Photo of our garden in mid-summer with everything green and bushy, doing very well indeed.

Liquor consumption has increased. Sociologists will be busy for many years studying the results of this massive global experiment in drastically changing cultural behaviour.

Now that spring is on its way (there will still be winter storms where I live, but we know the snow won’t last), and the roll-out of vaccines promises an end to the siege of COVID-19, I want to speak my thanks for the deepening of thought and the deliberate fostering of loving connections that occurred in this great collective Winter of the Heart. The additional solitude, and the waves of insecurity, have underlined our vulnerability and offered us space and time to turn depleted energy into important self-reflection.
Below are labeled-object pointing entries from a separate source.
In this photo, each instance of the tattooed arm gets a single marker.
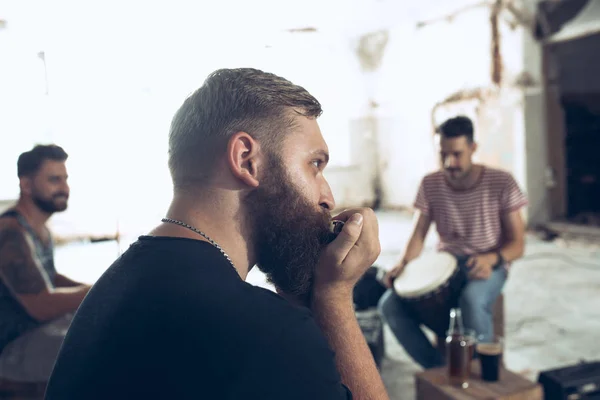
(21, 272)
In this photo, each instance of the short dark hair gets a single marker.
(29, 163)
(456, 127)
(229, 101)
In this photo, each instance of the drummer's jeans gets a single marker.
(476, 302)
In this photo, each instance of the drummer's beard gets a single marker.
(288, 232)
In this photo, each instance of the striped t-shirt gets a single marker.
(469, 221)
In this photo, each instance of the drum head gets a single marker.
(424, 274)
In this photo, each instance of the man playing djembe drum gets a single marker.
(476, 210)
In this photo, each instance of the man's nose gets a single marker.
(326, 201)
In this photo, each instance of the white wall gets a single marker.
(116, 77)
(422, 67)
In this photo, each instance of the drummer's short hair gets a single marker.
(457, 127)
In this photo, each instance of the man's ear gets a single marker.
(25, 184)
(244, 158)
(473, 147)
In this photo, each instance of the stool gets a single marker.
(498, 318)
(11, 390)
(433, 384)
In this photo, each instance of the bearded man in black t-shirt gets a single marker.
(174, 318)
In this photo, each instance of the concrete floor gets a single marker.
(552, 301)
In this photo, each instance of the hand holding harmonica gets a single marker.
(353, 249)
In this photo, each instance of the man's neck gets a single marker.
(220, 218)
(34, 216)
(469, 181)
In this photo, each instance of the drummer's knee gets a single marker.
(390, 306)
(474, 301)
(386, 304)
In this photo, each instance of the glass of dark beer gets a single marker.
(460, 349)
(490, 353)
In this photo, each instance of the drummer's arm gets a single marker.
(514, 229)
(415, 245)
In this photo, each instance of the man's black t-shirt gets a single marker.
(172, 319)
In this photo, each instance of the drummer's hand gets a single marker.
(344, 261)
(482, 265)
(388, 279)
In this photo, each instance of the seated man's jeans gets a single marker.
(31, 357)
(476, 302)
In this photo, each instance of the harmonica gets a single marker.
(336, 227)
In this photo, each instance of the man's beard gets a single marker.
(51, 205)
(288, 232)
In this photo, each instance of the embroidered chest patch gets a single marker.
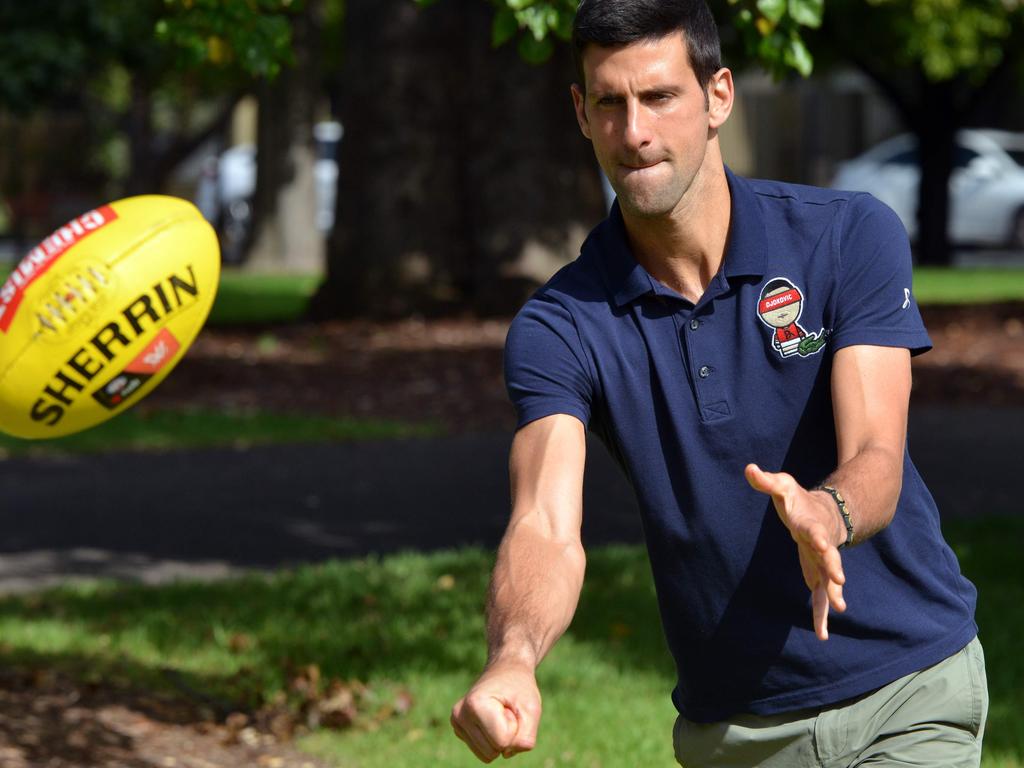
(779, 307)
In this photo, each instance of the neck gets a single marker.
(684, 249)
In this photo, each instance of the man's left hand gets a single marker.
(814, 524)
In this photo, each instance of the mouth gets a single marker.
(640, 166)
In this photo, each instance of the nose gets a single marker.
(637, 131)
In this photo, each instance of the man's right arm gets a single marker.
(534, 590)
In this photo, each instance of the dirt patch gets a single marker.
(49, 721)
(450, 372)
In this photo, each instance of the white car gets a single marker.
(986, 189)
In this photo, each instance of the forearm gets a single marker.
(534, 591)
(870, 483)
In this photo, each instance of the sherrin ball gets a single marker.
(100, 311)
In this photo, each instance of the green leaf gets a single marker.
(563, 24)
(535, 19)
(799, 57)
(534, 50)
(807, 12)
(504, 27)
(773, 10)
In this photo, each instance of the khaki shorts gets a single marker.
(933, 718)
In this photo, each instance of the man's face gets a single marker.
(645, 114)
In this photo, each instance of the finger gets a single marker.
(819, 607)
(468, 739)
(498, 722)
(836, 599)
(470, 728)
(480, 743)
(759, 479)
(832, 563)
(525, 734)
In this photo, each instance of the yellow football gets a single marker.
(95, 315)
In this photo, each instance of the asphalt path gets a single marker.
(154, 517)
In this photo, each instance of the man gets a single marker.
(779, 506)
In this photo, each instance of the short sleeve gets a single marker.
(875, 302)
(546, 369)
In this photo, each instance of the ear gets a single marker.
(721, 93)
(580, 102)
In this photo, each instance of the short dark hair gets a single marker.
(613, 23)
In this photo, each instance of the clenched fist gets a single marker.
(501, 713)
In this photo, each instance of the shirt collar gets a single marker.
(744, 253)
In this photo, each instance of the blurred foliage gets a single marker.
(770, 29)
(943, 40)
(48, 51)
(253, 36)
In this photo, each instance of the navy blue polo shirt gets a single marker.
(685, 395)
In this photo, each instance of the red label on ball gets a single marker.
(43, 256)
(157, 354)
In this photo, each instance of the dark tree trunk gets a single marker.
(936, 131)
(142, 160)
(457, 161)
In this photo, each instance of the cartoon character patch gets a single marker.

 We have had time to learn to see subtler shades of white and grey. When the lure of screen-delivered distractions palled, our eyes rested on bland white and saw it as miraculously varied.

photo of huge snow drifts with shades of white and grey and the hint of a barbed wire fence across the top.
Hoar-frost covered trees and shrubs around a small clearing where the white snow is patterned with shadows of the branches.

 

Hoar-frost covered weeds, bending with the weight of the frost, against a background of snow with shadows turned blue by the angle of light.

We have had time to let boredom metamorphose into bone-deep relaxation. Restfulness acquired expansiveness. Urgency lost its hold and immediacy its power to corral all senses.

Admittedly, that state of not-quite-hibernation was not the prerogative of everyone.

I hereby acknowledge that I write out of the privilege of the retired and adequately funded. For many, this year of the pandemic has meant extra work, multiplied tensions, fear of unending poverty, the weight of loss upon loss, or even loneliness so all pervasive and crushing that being at rest felt more like being comatose. Contemplation itself lost all meaning. I want to hold these grim experiences in balance with my personal effort to be grateful and to be, despite everything, at home in this intensified winter of the heart.

We have had, after all, time enough to nurture compassion. In fact, all our creativity has been required to continue to stay connected to the ones we love and to reach out to those whose pain has, for whatever reasons, become part of our own consciousness as well. While sometimes anger seemed the only feasible response to the statistics and to the blindly furious missives flooding social media, there has been time enough in this winter of inside and outside the heart to let go of all that anger and see instead the fear lurking behind the eyes.

Whatever their attendant annoyances (fogged up glasses, unseen smiles, unheard syllables), masks should have taught us to look people in the eye. And to listen more closely, not only to the actually spoken word but also to the intense desire to know and to be known.  “Who are you, really? What’s going on in your wintry heart?”

This season of the winter of the heart has also taught more of us to walk, not to get anywhere in a hurry or to compete with someone else in how many steps can be taken, but to walk for the sake of walking. To walk in order to feel and see that the world around us is beautiful and various. To breathe the air that rejuvenates and is safe.

To envy the swarm of company that the cedar waxwings enjoy.

To hear the chickadees call out “chick-a-dee-dee-dee,” or “hey, sweetheart!” Even when eyes are so blinded by tears that the path is felt rather than seen, the simple language of birds is wonderfully reassuring to “their lonely betters” who have promises to keep (W.H. Auden), and who simply can’t keep them now.

The promise of winter, however, is that spring always follows. There will be a real summer in our landscapes and in our hearts, even if, for some of us, there is an unfathomable “feast of losses” to live through. Even if – perhaps because – the feasts of losses are also collective. Sorrow and beauty come to us all, just as winter and summer come to us all.

Oh, Wind, if winter comes, can Spring be far behind?